A total of 425 patients had RT schedules overlapping with those in the published development cohorts. The Median FU time was 24 (12-60) months. We processed 392 PTV DVHs for the analysis. Thirty-three pts (7.6%) with post-surgery side effects were excluded. Interestingly, only 55% of them continued to manifest symptoms in the late phase after RT suggesting the presence of surgical alterations that are resolved with time despite additional radiation damage.
Fib2+ was scored in 19.2% of the study group, with 15.7% and 3.6% grade 2 and 3 events, respectively.

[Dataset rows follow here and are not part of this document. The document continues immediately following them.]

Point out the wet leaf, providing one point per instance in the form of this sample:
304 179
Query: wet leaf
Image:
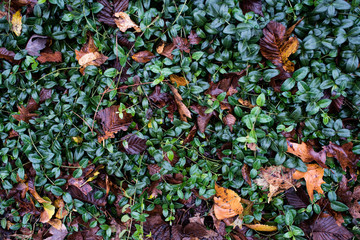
143 56
313 177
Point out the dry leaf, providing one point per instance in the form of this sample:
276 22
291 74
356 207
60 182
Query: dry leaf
313 177
143 56
16 23
226 203
276 178
124 22
89 55
306 152
180 81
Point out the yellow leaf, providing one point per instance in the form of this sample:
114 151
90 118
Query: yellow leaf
16 23
261 227
180 81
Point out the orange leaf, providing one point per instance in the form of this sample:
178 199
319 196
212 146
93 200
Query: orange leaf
227 203
143 56
313 177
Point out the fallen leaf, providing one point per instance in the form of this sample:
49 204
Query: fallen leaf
276 178
124 22
111 122
344 155
35 44
313 177
16 23
194 39
251 6
276 47
226 203
50 57
180 81
89 55
262 227
306 152
183 110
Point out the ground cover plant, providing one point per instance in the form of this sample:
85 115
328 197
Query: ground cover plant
180 119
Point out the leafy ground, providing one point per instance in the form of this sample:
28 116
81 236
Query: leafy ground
179 119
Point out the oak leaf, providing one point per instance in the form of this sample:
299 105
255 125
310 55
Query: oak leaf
16 23
124 22
226 203
143 56
313 178
306 152
89 55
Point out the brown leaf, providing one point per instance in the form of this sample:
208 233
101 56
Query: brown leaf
50 57
276 47
35 44
276 178
251 6
306 153
313 177
182 44
226 203
194 39
111 122
344 155
124 22
143 56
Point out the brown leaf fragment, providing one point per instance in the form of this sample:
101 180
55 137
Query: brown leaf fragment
143 56
245 172
111 122
344 155
313 177
182 44
306 152
194 39
251 6
35 44
50 57
124 22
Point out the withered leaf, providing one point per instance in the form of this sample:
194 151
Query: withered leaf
306 152
313 177
35 44
124 22
251 5
143 56
111 122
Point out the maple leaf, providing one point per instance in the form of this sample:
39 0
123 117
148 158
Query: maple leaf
16 23
306 152
344 155
143 56
124 22
227 203
89 55
276 178
276 47
251 6
313 177
111 122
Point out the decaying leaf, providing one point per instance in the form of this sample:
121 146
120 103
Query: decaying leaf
179 80
313 177
227 203
276 178
276 47
89 55
124 22
306 152
143 56
16 23
111 122
344 155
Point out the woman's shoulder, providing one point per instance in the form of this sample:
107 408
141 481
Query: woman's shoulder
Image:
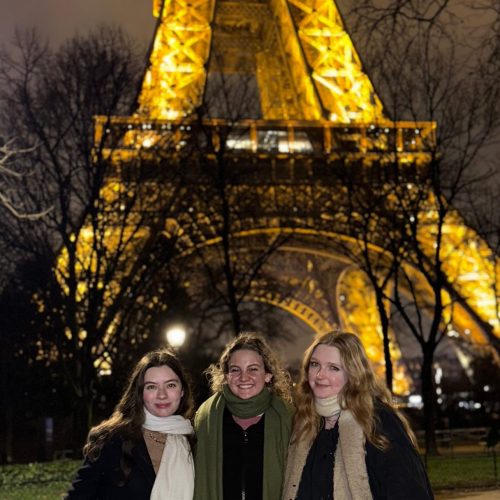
389 423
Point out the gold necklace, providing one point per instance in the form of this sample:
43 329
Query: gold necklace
155 439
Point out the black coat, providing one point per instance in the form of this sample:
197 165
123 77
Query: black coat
100 480
398 472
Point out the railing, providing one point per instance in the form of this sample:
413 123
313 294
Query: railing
278 137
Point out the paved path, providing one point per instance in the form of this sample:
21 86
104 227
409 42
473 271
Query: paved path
470 495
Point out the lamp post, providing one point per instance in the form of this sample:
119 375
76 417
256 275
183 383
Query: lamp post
176 335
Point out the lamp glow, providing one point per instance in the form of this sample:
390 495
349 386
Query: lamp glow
176 336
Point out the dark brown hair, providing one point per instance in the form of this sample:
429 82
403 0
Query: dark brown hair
128 416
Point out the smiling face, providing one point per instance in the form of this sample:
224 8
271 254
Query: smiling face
326 374
162 391
246 375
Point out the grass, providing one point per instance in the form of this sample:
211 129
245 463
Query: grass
39 480
462 472
51 480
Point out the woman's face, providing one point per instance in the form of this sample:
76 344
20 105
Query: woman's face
326 374
246 376
162 391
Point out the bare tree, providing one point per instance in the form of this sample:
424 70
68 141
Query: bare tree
422 65
104 237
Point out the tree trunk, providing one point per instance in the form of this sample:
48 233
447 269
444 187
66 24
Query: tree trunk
384 323
429 401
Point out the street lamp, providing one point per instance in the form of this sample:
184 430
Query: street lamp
176 335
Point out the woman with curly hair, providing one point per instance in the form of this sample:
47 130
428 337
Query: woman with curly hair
349 442
243 430
143 451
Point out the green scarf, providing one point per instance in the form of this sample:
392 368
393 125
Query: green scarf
208 426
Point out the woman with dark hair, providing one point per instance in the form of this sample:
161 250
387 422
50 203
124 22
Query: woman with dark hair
349 442
243 430
142 450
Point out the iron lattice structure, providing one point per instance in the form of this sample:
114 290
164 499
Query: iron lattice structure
317 112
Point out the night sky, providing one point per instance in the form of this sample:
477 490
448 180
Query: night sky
60 19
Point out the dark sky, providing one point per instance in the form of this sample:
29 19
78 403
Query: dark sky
59 19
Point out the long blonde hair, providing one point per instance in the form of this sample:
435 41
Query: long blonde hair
361 390
279 384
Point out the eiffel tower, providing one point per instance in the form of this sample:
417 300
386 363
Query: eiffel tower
315 106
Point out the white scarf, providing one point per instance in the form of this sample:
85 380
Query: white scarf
175 478
327 407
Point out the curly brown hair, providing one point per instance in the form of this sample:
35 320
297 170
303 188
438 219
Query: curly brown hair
128 416
280 383
359 394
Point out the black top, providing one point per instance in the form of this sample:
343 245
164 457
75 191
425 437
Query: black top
317 476
243 459
396 473
104 480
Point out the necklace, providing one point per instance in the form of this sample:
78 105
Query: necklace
154 437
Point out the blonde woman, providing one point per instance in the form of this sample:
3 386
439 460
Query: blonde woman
243 430
349 442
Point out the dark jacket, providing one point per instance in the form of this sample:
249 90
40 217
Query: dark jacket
102 479
399 471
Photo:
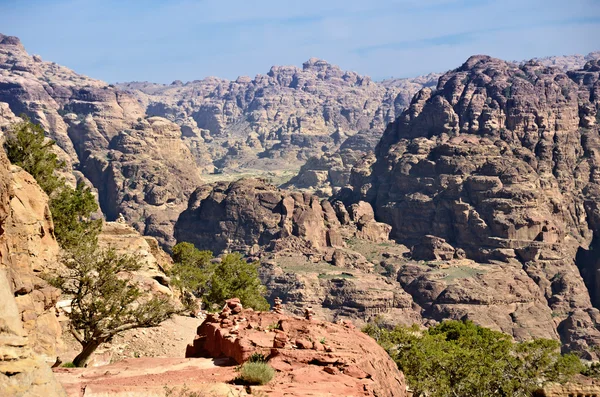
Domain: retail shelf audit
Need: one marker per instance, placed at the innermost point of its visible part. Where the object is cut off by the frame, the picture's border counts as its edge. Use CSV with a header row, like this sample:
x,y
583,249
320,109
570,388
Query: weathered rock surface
x,y
26,299
251,213
500,162
280,119
327,174
568,62
311,357
140,166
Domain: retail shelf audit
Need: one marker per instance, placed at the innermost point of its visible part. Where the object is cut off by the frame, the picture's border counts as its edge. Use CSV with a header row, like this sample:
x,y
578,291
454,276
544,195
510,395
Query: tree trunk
x,y
83,357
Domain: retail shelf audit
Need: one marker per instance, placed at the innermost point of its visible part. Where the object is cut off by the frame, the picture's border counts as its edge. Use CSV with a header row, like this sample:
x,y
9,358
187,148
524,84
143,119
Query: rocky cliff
x,y
280,119
145,166
29,330
140,166
499,162
311,357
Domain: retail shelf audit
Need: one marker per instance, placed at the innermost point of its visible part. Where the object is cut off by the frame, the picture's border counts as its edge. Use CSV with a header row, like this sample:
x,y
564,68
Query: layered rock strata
x,y
310,356
500,162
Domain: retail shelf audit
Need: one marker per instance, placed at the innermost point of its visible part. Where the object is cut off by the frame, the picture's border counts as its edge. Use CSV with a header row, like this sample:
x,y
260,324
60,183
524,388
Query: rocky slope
x,y
29,329
139,166
280,119
311,357
312,176
145,166
568,62
501,163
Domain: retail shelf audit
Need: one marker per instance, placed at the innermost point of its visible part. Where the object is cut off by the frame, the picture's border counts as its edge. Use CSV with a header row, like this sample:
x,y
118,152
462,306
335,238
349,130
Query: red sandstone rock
x,y
350,364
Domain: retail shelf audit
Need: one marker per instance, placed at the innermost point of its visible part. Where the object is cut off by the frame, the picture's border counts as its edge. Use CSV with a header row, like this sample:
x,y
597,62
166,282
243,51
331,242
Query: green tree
x,y
27,147
71,210
216,281
458,358
105,302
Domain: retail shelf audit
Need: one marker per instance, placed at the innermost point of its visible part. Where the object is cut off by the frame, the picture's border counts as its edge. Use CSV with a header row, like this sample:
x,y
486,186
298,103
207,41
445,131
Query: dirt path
x,y
167,340
152,377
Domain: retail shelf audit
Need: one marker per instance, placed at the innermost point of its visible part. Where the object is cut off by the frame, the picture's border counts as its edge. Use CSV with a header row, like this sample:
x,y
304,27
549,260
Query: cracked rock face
x,y
29,329
280,119
310,356
500,161
139,166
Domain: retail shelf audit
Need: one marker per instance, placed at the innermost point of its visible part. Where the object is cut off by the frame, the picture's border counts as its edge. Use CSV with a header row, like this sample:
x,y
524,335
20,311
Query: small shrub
x,y
256,373
273,326
257,358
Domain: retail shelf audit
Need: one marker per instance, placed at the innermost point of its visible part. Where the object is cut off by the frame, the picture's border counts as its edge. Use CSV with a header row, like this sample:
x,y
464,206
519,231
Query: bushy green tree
x,y
71,210
216,281
27,147
105,302
457,358
233,277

The calibration plots for NTCP models are shown in Fig1: calibration slope and offset of 1.09 and 3% for Avanzo’s model and 1.05 and 1% for Alexander’s NTCP. AUCs were 0.61 (CI +-0.04) in both validations; this index cannot be compared with the development cohorts since it was not reported in publications.

Conclusion

Two NTCP models for moderate/severe radiation-induced fibrosis were externally validated with very good results on a group of patients with RT regimens analogous to the ones of the development cohorts. BEUD based on the dose distribution in the PTV was a robust predictor of the risk for tissue fibrosis. Data are available to test the transferability of the models outside of the considered RT schedules, including the ultrashort breast irradiation and dose boosts.

[Study funded by the EU FP7 programme for research and ERAPerMed]REQUITE was funded from the European Union's 7th FP GA 601826.
RADprecise was funded by the ERA PerMed Network, Reference Number ERAPERMED2018-244.